Kedua, hak cipta. RUU ini mengakomodasi hak cipta penulis, penerjemah, penyadur, dan ilustrator. Selain mengakui hak cipta, RUU juga memuat hak masing-masing pihak menerima royalti atas karya ciptanya. Penulis berhak atas royalti atas lisensi penerbitan dari harga bruto atau honorarium atas penyerahan hak cipta hasil karangan atau tulisannya.
Ketiga, penerbitan oleh perusahaan asing. Keterikatan Indonesia pada kesepakatan-kesepakatan Masyarakat Ekonomi ASEAN semakin membuka peluang masuknya investor asing ke Indonesia. Pasal 60 RUU mengatur: ‘penerbitan buku oleh pihak asing yang berlokasi di Indonesia wajib dilakukan melalui kerjasama dengan penerbit nasional setelah memperoleh izin dari menteri yang menyelenggarakan urusan pemerintahan di bidang perdagangan dan menteri yang terkait’. Tidak ada penjelasan lebih lanjut siapa yang dimaksud pihak asing, dan kategori buku apa yang penerbitannya harus melalui kerjasama dengan penerbit nasional.
Keempat, nama samara penulis. Pada dasarnya RUU ini menekankan agar penulis menggunakan nama aslinya pada karangan atau tulisan. Kalaupun menggunakan nama samaran pada karangan, nama aslinya wajib dicantumkan dalam perjanjian dengan penerbit.

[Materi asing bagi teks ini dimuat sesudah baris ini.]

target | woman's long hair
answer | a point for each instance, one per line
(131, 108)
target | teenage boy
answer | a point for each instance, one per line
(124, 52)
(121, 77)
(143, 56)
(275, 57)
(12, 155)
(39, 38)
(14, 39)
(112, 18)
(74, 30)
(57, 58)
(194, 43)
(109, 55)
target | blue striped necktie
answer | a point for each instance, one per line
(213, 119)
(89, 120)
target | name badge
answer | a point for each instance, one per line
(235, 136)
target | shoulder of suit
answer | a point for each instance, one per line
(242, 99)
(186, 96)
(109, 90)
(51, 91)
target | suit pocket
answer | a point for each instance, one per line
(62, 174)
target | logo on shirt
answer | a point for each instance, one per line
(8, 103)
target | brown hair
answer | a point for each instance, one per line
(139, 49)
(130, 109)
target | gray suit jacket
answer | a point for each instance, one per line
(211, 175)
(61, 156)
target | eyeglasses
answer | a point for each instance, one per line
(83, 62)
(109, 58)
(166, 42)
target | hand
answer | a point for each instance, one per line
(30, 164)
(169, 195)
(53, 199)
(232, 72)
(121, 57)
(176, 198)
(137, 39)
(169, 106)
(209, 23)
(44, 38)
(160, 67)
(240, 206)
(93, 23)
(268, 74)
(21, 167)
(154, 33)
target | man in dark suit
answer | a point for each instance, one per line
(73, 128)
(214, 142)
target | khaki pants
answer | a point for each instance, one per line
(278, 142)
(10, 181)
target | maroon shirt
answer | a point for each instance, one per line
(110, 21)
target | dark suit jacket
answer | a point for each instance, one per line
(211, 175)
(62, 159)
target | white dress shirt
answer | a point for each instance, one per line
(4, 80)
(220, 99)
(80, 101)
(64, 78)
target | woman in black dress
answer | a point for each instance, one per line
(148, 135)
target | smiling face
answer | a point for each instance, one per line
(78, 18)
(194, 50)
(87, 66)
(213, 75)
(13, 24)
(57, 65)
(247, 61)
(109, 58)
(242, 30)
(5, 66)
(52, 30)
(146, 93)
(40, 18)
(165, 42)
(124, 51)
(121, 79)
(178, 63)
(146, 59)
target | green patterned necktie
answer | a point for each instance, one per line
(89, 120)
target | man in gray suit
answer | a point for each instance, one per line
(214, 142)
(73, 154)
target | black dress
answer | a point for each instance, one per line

Kelima, sanksi pidana. RUU Sistem Perbukuan memuat tiga pasal ancaman pidana dengan sasaran yang berbeda. Pasal 88 mengancam pidana penjara dan/atau denda siapapun yang menggunakan kertas buku khusus untuk kepentingan lain selain untuk buku pendidikan. Detil kertas khusus ini masih harus diatur Menteri terkait. Pasal 89 memuat sanksi kepada barangsiapa yang menjual buku melebihi harga eceran tertinggi. Pasal 90 memuat sanksi bagi penerbit yang langsung mendistribusikan untuk penjualan buku teks ke satuan pendidikan dasar dan menengah.
Menurut saya, RUU ini nampaknya belum mengatur dan membincang persoalan terkait (1) Kesejahteraan penulis; (2) subsidi harga buku di luar buku sekolahan; (3) pembajakan buku perlu direspon dgn subsidi Harga buku; dan (4) Spirit literasinya tak muncul, hanya sebatas tata kelola perbukuan, dewanisasi atau badanisasi (institusionalisasi).
Kita akan mendiskusikan beberapa hal di atas begini jalan ceritanya.
Ketua Ikatan Penerbit Indonesia (Ikapi), Irma Permanasari juga andil mengkritisi RUU ini karena dianggap nya hanya berpihak pada buku-buku proyek pemerintah. Menurutnya, RUU Perbukuan justru tak memberi tempat bagi penulis buku umum.
Saya sendiri setuju dengan bu Irma bahwa RUU Perbukuan ini punya empat persoalan, pertama, belum memfasilitasi penulis buku. Kedua, Orientasinya lebih kepada buku-buku proyek yang dibuat pemerintah.
Ketiga, RUU Perbukuan ini tidak mengadvokasi nasib kesejahteraan penulis sehingga jika lolos dan disahkan menjadi undang-undang, maka kondisi riil perbukuan dan penulis buku di tanah air tak akan mengalami perbaikan. Sebab, selama ini penulis buku dalam kondisi sulit.
Setahu saya, pajak yang ditagih dua kali kepada penulis setiap naskahnya  akan diterbitkan ITU sangat tidak manusiawi. Pertama saat naskah disetujui untuk diterbitkan, yang kedua ketika sudah jadi buku.
Terakhir, RUU perbukuan minus spirit gerakan literasi.
RUU Perbukuan sama sekali tidak ada memuat regulasi yang mendorong munculnya kedai-kedai buku di kawasan pemukiman. Sehingga buku tidak lagi menjadi barang mewah yang terpajang di toko-toko mewah.
Mestinya negara harus mendorong agar buku mendapat tempat yang sama dengan produk-produk lain kebutuhan masyarakat. Toko buku hendaknya juga harus ada di desa desa sehingga buku tidak lagi menjadi barang mewah. Pintar dan membaca buku harus diberikan akses seluas luasnya bagi siapa saja. Inilah makna UU Perbukuan yang dikehendaki rakyat Indonesia.
Inil pula menjadikan sumber makna dan praksis gerakan mencerdaskan bangsa sebagaimana amanat konstitusi kita.